Martha King has helped make aviation knowledge more accessible to pilots worldwide by combining elegant technology with clear, fun teaching. Martha holds every category and class of FAA rating on her pilot certificate, and every flight and ground instructor certificate. Her company, King Schools, also provides the curricula for more than 275 Cessna Pilot Centers. She says:
One of the magnificent things about today’s flying environment is the wonderful advancement in technology that not only offers the opportunity to make flying more fun and stress-free, but also provides new resources that a pilot can use to manage the inherent risks of flight. Central to being able to take full advantage of this technology is the autopilot.

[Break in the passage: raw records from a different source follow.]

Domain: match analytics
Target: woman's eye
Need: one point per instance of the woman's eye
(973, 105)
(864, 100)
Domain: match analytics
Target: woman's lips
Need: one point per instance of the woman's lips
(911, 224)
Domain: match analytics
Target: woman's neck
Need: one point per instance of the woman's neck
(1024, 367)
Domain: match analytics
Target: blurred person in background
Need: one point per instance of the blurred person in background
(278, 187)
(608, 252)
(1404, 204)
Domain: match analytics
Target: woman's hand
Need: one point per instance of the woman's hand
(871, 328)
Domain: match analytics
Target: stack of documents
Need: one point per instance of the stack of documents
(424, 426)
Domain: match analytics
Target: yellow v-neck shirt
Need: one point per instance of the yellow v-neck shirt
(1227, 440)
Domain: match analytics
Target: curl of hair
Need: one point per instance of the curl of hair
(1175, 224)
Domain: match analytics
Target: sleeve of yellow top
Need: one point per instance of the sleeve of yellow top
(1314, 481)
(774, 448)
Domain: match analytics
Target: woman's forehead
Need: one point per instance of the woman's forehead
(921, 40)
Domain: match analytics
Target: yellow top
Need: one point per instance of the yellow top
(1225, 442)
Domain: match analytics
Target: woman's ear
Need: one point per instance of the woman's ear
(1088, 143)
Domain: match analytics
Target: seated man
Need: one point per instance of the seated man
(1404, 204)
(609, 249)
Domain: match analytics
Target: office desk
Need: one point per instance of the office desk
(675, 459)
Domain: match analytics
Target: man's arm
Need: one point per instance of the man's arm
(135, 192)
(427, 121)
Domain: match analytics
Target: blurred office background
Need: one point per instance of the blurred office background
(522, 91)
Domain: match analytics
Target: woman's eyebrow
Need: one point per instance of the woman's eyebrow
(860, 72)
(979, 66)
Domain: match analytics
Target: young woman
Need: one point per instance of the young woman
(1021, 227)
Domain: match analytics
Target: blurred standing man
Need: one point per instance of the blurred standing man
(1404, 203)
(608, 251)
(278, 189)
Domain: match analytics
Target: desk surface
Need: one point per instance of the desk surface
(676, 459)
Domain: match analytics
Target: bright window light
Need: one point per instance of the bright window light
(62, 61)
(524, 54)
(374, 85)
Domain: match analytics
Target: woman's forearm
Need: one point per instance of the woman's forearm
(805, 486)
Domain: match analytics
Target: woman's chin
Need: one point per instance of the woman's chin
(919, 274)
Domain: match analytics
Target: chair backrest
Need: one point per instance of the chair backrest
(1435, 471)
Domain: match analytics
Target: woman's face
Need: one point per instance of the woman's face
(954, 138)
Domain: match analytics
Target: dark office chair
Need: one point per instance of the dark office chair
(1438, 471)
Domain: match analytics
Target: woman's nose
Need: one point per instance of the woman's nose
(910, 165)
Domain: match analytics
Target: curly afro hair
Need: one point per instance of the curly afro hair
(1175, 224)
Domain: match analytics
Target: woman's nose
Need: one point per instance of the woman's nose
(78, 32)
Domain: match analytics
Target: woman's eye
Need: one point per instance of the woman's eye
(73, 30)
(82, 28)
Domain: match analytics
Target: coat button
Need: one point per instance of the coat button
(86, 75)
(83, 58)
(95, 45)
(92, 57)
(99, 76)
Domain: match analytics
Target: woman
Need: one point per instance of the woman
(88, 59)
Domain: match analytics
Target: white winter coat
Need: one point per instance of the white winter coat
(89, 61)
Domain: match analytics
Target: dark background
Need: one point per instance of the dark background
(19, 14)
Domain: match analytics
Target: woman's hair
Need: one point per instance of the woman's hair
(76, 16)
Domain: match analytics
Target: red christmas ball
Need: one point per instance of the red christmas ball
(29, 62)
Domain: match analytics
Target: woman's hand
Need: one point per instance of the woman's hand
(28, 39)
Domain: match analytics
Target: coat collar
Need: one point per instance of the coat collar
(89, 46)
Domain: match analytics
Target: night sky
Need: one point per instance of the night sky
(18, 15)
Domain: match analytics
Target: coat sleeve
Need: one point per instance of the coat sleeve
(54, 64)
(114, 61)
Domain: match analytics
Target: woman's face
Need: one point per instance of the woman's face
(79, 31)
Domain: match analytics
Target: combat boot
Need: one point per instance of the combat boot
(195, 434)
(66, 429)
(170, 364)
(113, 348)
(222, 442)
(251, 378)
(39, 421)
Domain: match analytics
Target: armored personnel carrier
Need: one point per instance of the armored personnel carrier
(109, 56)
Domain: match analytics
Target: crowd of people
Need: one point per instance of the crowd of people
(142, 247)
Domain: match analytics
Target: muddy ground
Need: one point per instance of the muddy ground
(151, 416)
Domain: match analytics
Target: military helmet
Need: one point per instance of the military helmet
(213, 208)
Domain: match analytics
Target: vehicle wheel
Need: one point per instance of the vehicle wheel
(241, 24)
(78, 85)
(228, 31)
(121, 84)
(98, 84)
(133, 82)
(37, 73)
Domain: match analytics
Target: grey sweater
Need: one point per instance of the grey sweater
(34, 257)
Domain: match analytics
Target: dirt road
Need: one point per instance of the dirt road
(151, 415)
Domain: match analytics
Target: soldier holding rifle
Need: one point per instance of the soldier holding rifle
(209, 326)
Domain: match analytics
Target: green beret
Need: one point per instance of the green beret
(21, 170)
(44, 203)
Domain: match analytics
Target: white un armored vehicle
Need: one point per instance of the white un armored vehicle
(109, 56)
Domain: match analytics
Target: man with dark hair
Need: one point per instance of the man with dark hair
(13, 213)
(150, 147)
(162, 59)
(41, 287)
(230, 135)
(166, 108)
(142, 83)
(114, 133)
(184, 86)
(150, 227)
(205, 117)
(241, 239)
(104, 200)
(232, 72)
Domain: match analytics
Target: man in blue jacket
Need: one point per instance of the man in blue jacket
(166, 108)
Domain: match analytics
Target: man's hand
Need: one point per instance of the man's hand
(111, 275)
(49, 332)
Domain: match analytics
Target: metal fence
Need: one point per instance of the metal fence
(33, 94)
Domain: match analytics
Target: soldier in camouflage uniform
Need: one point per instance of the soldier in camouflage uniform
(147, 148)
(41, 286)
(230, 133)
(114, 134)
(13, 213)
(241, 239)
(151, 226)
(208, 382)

It frees the pilot from the routine task of flying the airplane and allows the pilot to properly use other cockpit technology to better maintain situational awareness.

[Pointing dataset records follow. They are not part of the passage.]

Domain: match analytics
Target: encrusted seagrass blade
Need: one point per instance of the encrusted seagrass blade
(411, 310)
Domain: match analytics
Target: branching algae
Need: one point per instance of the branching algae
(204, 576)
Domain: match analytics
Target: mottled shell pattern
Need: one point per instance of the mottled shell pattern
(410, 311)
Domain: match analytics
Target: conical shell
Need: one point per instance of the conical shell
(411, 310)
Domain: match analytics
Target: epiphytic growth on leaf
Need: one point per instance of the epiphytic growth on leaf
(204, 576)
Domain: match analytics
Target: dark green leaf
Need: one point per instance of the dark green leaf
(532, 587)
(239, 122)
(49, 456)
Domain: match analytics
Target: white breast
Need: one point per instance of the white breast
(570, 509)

There is a concern among many training providers that if pilots are taught to use the autopilot, their physical skills will not be properly developed or, after time, will deteriorate.
All pilots certainly must develop their physical skills to the point where airplane control no longer requires conscious attention, but can take place in the background, while their conscious attention is devoted elsewhere. Once that point is reached, the next step is to ensure that pilots know how to take full advantage of the autopilot so that its use becomes automatic as well. This would usually take place about the time the pilots are starting cross-country training. While we want to ensure that pilots have command of such basics as pilotage and dead reckoning in case of technology failure, we also want to ensure that the pilots are able to use all the resources available to them.

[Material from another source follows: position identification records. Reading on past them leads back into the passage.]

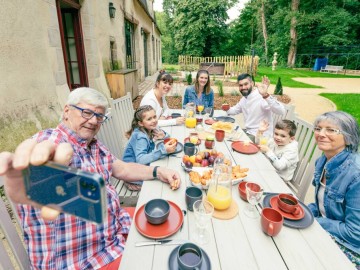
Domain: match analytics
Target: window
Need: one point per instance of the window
(72, 42)
(113, 56)
(129, 43)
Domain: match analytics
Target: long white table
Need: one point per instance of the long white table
(238, 243)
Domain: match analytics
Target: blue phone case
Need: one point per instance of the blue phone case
(70, 190)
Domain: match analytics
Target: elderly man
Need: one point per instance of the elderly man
(257, 105)
(62, 241)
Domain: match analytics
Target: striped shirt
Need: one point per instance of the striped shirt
(69, 242)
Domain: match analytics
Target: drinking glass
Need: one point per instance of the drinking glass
(254, 193)
(203, 211)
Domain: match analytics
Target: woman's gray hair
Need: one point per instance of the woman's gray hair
(89, 96)
(346, 123)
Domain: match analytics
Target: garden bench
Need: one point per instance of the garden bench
(330, 68)
(13, 239)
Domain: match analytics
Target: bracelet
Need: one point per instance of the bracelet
(155, 171)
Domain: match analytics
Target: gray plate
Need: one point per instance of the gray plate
(179, 147)
(297, 224)
(224, 119)
(173, 264)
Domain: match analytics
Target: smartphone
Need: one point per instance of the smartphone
(67, 189)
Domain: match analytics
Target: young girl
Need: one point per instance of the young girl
(141, 146)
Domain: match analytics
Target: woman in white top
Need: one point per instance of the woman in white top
(156, 99)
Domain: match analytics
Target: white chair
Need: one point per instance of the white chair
(289, 114)
(123, 111)
(14, 240)
(308, 153)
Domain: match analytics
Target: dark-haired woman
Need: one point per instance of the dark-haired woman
(200, 93)
(156, 99)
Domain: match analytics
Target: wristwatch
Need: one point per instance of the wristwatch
(155, 171)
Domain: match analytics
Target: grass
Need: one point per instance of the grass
(286, 75)
(346, 102)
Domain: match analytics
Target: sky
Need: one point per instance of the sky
(233, 12)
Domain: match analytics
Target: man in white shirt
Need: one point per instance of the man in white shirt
(257, 105)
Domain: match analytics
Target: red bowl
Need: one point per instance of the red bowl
(242, 190)
(168, 139)
(225, 107)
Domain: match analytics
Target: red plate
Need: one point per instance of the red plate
(169, 227)
(187, 139)
(273, 203)
(210, 121)
(244, 149)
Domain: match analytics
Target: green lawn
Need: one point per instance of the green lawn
(346, 102)
(287, 75)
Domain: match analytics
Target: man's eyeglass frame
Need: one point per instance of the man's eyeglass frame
(101, 118)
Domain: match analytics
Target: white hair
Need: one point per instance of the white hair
(89, 96)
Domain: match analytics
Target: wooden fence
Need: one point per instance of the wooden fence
(233, 65)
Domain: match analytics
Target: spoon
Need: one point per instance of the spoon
(184, 213)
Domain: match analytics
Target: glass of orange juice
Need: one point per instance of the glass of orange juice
(203, 211)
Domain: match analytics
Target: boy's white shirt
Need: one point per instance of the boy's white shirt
(284, 158)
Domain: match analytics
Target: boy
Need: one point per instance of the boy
(282, 149)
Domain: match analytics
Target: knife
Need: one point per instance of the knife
(159, 242)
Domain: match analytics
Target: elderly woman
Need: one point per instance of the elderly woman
(337, 180)
(156, 99)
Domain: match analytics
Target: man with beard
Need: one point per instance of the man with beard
(257, 105)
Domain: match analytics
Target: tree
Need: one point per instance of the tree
(278, 88)
(293, 33)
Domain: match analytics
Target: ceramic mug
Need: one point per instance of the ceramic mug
(192, 194)
(189, 256)
(219, 135)
(271, 221)
(190, 149)
(288, 204)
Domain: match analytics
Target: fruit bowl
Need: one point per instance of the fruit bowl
(187, 139)
(203, 158)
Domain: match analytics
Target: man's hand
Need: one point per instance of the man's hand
(30, 152)
(263, 126)
(265, 83)
(169, 176)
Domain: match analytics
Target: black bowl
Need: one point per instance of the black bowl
(157, 211)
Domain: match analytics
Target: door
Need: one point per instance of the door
(72, 42)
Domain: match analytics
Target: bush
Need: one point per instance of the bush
(278, 88)
(219, 84)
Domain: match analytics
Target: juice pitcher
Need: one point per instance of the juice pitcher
(190, 120)
(219, 193)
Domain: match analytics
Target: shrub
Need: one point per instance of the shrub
(219, 84)
(235, 93)
(278, 88)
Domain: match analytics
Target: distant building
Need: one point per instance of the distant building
(49, 47)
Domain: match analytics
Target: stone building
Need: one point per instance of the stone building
(49, 47)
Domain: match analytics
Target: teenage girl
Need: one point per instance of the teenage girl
(141, 147)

We have the opportunity and the obligation to do a far better job of creating safe, capable pilots who are able to get full utility out of their airplanes. In order to make this happen, and greatly improve our accident rate, we have to move beyond what has been historically thought of as “the basics” and help pilots learn to take full advantage of the risk management tools available to them, such as the autopilot.
Matthew Golden was the 2007 Arizona Flight Instructor of the Year. He holds airplane land and sea ratings, flight and ground instructor certificates, a type rating for the CRJ-700, an aircraft dispatcher certificate and a graduate certificate in instructional system design. For nearly a decade, he has served as a flight instructor, check instructor and professor at Embry-Riddle Aeronautical University in Prescott, Arizona. He says:
General aviation has come a long way from the days of round-dial gauges. Nowadays, most new training aircraft offer a glass cockpit with autopilot. Today’s autopilots do a lot more than simply hold the wings level; they can fly an entire flight from departure to approach.